Jakarta: US-Muslim mistrust must end, says Obama

On Wednesday, giving a keynote speech in Indonesia, the world’s most populous Muslim nation, the US president Barack Obama has said that a lot more requires to be done to restore frayed US relations with the Muslim world. He was addressing a 6,000-strong audience, mainly students, at the national university in the capital, Jakarta.

US president said, “Just as individuals are not defined solely by their faith, Indonesia is defined by more than its Muslim population,”

“But we also know that relations between the United States and Muslim communities have frayed over many years.
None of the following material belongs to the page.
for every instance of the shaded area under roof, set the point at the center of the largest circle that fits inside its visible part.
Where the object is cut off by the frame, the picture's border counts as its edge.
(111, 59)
As president, I have made it a priority to begin to repair these relations.” he said

Obama, who spent 4 years in Indonesia as a young boy, praised Indonesia as an good example of successful religious co-existence.

He said, “Even as this land of my youth has changed in so many ways, those things that I learned to love about Indonesia – that spirit of tolerance that is written into your constitution, symbolised in your mosques and churches and temples, and embodied in your people – still lives on”.

His speech was an updated version of a most importent address he gave seventeen months ago in Cairo, where he announced a “new beginning” in US-Muslim relations after the tensions over the 9/11 attacks on the US & the former US administration’s response to them.

Obama said, “In the 17 months that have passed we have made some progress, but much more work remains to be done”.

“I said then, and I will repeat now, that no single speech can eradicate years of mistrust. But I believed then, and I believe today, that we have a choice. We can choose to be defined by our differences, and give into a future of suspicion and mistrust. Or we can choose to do the hard work of forging common ground, and commit ourselves to the steady pursuit of progress” he said.